Возгоревшийся спор угасал. Кто-то под буркой храпел и высвистывал. Листницкий, не принимавший участия в разговоре, лежал на спине, вдыхая пряный запах постеленной ржаной соломы. Калмыков, крестясь, лег с ним рядом.
– Вы поговорите, сотник, с вольноопределяющимся Бунчуком. Он в вашем взводе. Интересный парень!
– Чем? – спросил Листницкий, поворачиваясь к Калмыкову спиной.
– Обрусевший казак. Жил в Москве. Простой рабочий, но натасканный по этим разным вопросам. Бедовый человек и превосходный пулеметчик.
– Давайте спать, – предложил Листницкий.
– Пожалуй, – думая о чем-то своем, согласился Калмыков и, шевеля пальцами ног, виновато поморщился. – Вы, сотник, извините, это у меня от ног такой запах… Знаете ли, третью неделю не разуваюсь, карпетки истлели от пота… Такая мерзость, знаете. Надо у казаков портянки добыть.
– Пожалуйста, – окунаясь в сон, промямлил Листницкий.
Листницкий забыл о разговоре с Калмыковым, но на другой день случай столкнул его с вольноопределяющимся Бунчуком. На рассвете командир сотни приказал ему выехать в рекогносцировку и, если представится возможным, связаться с пехотным полком, продолжавшим наступление на левом фланге. Листницкий, в рассветной полутьме блуждая по двору, усыпанному спавшими казаками, разыскал взводного урядника.
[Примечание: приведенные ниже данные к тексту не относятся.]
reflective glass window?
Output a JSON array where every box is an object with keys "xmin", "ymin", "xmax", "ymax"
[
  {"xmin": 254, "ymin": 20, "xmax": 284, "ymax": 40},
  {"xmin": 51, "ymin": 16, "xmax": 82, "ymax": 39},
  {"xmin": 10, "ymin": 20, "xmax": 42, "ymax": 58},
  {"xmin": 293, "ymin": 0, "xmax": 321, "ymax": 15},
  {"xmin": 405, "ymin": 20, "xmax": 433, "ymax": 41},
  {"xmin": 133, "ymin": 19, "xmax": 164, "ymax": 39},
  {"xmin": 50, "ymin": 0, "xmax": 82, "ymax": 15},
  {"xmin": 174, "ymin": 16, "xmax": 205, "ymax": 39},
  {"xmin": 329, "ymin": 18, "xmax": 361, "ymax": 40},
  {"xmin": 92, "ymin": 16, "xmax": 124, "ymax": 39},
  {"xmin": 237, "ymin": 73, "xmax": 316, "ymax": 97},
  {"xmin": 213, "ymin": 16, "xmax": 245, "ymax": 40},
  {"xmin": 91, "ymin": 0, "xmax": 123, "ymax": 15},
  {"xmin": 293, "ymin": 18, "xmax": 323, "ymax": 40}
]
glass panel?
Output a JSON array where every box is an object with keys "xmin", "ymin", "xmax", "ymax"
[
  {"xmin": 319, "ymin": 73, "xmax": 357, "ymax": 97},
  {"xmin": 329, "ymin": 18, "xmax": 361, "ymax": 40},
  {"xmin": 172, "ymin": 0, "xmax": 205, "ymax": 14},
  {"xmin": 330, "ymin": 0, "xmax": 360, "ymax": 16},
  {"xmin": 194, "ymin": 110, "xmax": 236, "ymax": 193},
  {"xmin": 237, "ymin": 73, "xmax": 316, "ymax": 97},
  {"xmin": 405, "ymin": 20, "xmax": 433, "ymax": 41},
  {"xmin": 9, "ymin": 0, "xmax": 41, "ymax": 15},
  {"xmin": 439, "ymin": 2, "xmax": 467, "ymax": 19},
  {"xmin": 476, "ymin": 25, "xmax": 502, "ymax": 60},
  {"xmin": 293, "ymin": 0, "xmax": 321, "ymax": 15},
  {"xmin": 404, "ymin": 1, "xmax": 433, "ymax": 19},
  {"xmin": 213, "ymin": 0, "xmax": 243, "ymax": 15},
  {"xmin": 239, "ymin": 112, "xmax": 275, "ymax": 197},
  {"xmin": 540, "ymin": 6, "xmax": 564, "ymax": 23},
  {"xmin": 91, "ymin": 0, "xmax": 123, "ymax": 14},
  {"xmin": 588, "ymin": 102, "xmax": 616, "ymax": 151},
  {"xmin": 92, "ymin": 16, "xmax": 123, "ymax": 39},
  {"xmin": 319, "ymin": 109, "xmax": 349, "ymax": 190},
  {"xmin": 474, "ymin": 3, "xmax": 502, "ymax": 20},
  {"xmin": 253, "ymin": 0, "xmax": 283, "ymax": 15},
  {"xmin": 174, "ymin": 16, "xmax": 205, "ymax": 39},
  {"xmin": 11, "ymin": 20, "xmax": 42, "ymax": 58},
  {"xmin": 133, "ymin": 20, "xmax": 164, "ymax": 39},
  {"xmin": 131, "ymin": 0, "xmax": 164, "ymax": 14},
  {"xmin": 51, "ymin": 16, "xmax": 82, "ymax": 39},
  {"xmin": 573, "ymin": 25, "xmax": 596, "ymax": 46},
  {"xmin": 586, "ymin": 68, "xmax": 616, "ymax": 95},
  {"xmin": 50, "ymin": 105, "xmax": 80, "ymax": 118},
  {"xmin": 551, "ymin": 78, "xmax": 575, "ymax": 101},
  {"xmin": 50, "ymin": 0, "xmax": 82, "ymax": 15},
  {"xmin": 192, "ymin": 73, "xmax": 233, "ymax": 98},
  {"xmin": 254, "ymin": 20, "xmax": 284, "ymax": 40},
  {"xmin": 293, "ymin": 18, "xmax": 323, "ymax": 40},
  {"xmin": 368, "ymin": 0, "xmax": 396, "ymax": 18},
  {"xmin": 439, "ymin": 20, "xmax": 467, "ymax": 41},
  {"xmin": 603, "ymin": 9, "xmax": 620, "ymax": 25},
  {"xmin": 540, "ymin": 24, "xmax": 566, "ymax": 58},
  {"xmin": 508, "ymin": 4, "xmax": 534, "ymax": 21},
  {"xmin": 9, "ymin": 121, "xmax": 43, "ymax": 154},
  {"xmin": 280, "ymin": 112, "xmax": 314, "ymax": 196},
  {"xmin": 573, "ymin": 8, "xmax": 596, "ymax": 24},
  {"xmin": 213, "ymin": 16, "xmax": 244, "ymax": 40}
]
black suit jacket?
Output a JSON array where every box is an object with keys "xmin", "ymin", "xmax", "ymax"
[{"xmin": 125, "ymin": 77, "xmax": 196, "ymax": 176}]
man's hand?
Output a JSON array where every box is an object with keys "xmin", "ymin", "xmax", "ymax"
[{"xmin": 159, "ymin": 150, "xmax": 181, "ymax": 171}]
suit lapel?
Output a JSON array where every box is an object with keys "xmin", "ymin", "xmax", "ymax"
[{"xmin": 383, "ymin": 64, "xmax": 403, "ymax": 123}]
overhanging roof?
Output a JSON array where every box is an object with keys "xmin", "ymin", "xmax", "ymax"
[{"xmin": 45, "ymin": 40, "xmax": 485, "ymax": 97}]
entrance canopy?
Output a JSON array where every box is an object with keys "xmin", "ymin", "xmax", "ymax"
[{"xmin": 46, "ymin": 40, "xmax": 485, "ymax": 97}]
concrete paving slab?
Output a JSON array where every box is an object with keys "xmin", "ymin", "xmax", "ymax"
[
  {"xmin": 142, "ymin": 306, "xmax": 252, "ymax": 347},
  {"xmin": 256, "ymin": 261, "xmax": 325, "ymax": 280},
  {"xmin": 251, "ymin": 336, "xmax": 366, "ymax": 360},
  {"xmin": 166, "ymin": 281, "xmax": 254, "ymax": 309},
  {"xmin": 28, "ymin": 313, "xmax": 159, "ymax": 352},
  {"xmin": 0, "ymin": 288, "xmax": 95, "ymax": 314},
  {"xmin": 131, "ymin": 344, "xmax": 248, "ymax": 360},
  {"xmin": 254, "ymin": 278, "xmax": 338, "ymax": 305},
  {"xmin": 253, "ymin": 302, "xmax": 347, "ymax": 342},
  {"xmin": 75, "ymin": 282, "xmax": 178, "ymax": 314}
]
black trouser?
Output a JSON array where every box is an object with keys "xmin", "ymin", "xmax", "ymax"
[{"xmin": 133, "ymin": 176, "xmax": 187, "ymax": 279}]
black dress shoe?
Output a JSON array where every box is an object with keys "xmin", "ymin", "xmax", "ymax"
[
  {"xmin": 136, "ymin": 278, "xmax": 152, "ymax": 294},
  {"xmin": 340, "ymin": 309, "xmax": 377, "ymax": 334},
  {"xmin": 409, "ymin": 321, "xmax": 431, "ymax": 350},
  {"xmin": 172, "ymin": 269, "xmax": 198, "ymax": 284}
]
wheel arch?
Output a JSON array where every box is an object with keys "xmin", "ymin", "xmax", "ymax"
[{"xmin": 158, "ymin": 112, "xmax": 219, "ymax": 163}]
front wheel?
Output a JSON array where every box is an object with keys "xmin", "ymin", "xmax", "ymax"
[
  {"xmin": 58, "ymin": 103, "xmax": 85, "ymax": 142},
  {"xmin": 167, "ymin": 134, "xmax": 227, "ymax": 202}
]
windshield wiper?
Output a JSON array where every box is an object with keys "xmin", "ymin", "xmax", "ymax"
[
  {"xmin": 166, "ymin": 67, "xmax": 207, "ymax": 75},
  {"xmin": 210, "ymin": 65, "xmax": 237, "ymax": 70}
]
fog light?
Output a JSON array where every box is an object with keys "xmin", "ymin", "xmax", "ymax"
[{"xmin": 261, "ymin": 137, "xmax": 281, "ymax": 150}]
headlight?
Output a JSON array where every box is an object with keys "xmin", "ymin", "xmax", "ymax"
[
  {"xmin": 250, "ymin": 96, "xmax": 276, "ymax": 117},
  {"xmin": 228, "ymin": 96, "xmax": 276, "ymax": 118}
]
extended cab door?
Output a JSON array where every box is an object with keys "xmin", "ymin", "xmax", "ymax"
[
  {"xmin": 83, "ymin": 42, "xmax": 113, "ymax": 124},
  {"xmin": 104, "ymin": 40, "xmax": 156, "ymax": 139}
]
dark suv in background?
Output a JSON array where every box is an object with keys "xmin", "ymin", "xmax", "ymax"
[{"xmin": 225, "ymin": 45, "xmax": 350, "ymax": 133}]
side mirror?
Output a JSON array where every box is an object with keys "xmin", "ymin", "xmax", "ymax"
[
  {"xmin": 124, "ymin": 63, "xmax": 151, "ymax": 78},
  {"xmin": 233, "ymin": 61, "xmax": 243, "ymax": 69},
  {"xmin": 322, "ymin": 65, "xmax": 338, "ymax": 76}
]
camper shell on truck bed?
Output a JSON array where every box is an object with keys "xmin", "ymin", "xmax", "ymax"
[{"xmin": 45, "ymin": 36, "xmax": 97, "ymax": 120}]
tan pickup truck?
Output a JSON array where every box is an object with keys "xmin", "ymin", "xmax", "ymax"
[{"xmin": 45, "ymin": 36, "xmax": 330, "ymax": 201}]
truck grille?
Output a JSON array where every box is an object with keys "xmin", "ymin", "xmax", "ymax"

– Наряди со мной пять человек казаков в разъезд. Скажи, чтоб приготовили мне коня. Побыстрей.
Через пять минут к порогу халупы подошел невысокий казак.
– Ваше благородие, – обратился он к сотнику, насыпавшему в портсигар папирос, – урядник не назначает меня в разъезд потому, что не моя очередь. Разрешите вы мне поехать?
– Выслуживаешься? Чем проштрафился? – спросил сотник, силясь разглядеть в серенькой темноте лицо казака.
– Я ничем не проштрафился.
– Что ж, поезжай… – решил Листницкий и встал.
– Эй, ты! – крикнул он вслед уходившему казаку. – Вернись!
Тот подошел.
– Скажи уряднику…
– Моя фамилия Бунчук, – перебил его казак.
– Вольноопределяющийся?
– Так точно.
– Скажите уряднику, – овладевая собой после минутного смущения, поправился Листницкий, – чтобы он… Ну да ладно, идите, я сам скажу.
Темнота поредела. Разъезд выехал за деревушку и, минуя посты и сторожевое охранение, взял направление на отмеченную по карте деревню.
Отъехав с полверсты, сотник перевел лошадь на шаг.